# Wassaw Island



## chilidawg (Oct 1, 2005)

I have been drawn to hunt Wassaw Island with a buddy of mine. We have never been there and have not clue about where to hunt or if we  will even go because we were drawn for a hunt the same weekend at Blanton Creek. Any ideas or suggestions?


----------



## TMAC (Oct 2, 2005)

Chili.. you've got a pm


----------



## Mac (Oct 3, 2005)

I have been a couple of times.
No hogs and the deer appear bigger than on the other coastal Islands.
You can use Bicycles and they sure help to get away from the crowds.  The farther you get away from camp the less people you will see.

To me it is the prettiest Island of the coast of Ga.
It has never been timbered and looks as when the White's first arrived to the new world.
Pm me if you would like to discuss.


----------



## meriwether john (Oct 4, 2005)

very thick. Antlers on some deer will be Macon/Dooly Co. legal. Impressive on them small deer. Many racks with character. Bicycles are the way to go. Everything is explained at the meeting the night before. It would be good to arrive as early the day before as you are allowed. Have hunted close in to camp and all the way to the north end. Be sure to wear snake chaps and whatever you have to combat flying insects. Extremely enjoyable hunt. Haven't been in 3 years but hope to get drawn again.Scrapes can be found EVERYWHERE. Was told by rangers the 1st time I went that no shows were being excluded for 3 years in returning. Just something to think about.


----------



## Mac (Oct 5, 2005)

Somthing else:

I usually stay out all day.  Sit a stand early morning and late afternoon.  Scout around and creep hunt during the middle of the day.  Last trip we took a 6.5 + buck about mid day.  The deer was bedded on a tiny island in the marsh.
I have never seen a snake on this island.

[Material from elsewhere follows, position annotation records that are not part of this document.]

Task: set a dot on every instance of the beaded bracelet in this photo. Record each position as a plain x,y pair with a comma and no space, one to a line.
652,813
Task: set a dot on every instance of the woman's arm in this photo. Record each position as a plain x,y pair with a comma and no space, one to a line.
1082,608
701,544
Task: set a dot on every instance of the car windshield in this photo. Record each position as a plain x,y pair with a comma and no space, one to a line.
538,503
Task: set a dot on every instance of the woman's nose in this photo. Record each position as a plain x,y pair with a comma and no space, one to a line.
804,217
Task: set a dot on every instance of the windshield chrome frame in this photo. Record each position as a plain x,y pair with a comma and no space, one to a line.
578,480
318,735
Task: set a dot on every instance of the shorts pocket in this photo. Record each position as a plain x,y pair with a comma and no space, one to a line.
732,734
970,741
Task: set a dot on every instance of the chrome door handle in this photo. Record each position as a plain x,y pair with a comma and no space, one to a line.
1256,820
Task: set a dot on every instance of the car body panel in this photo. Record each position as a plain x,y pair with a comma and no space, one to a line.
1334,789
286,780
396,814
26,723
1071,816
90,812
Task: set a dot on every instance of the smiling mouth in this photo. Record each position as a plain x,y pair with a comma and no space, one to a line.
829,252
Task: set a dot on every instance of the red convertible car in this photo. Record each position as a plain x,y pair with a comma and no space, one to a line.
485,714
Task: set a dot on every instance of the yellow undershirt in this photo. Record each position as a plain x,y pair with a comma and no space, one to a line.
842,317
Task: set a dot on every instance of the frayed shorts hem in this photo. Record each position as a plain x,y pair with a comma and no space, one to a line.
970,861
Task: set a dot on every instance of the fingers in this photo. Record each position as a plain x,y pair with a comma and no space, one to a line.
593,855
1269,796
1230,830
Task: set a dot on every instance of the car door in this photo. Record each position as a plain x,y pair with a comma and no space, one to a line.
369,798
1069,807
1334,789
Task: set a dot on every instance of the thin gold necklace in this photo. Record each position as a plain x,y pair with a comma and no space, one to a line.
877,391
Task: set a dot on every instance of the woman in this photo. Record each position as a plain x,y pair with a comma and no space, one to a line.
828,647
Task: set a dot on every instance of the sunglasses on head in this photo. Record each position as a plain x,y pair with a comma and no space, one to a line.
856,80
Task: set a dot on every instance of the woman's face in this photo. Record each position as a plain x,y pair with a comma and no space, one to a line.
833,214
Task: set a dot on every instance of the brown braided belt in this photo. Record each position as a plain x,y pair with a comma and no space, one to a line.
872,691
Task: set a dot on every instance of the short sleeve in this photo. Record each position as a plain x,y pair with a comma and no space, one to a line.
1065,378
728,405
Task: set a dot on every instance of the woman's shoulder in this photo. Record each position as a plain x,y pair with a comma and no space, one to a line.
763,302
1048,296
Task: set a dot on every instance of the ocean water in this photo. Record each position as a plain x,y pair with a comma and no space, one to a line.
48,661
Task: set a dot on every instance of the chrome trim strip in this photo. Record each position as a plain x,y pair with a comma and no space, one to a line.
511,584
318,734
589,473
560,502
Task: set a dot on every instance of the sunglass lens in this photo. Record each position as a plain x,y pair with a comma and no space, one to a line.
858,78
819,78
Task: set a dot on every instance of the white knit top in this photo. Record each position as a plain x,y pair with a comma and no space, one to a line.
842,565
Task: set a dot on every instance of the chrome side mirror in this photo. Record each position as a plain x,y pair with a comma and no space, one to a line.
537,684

I saw a  very very big rack buck during an archery hunt. 
It would have been a trophy in anyones book.  It never got within range.

Look for live oak acorns or Palmetto berries.

I have hunted North and South.  The North is more old growth live oaks and the South is mostly pines.  Palmeto's are everywhere.
This place in much thicker than Ossabaw.
Alot of people on this hunt have been going for years.
It is a bicycle race at noon the day before the hunt.  That is when they release everyone to go out to scout.
They run up to the area they are familar with and put up there stands.  

The possible problem,  one year, I went up the scouting day and put up a stand at a place I hunted in the past.  Most people puts a orange vest on the stand where others can see for a long ways.  The next morning I go in and someone starts to shine a light at me.  They are about 20 yards from my stand.  They came in early that morning and put up there stand.  They had hunted the area before and didn't go up the scout day.  So guess what, it was too late for me to move, so we sit and looked at each other the first morning.   I was at least 4 miles from camp.
I just used a cheap mountain bike, with a gun holder on the handle bars and a rack to strap on my stand.
Some guys have some fancy hunting bikes, rig out just for hunting.

I moved to another area that afternoon.

I can tell you a spot where I will almost gurantee no one else will be.  That area is where the buck came from.


----------



## hosedragger (Oct 11, 2005)

you guys are nice to share your hunting stratagies with him. Pretty Cool. wish someone would tell me about Big hammock.I'm working in Statesboro and have time for a couple of afternoon hunts and my dad and I have never even stepped foot on the WMA.


----------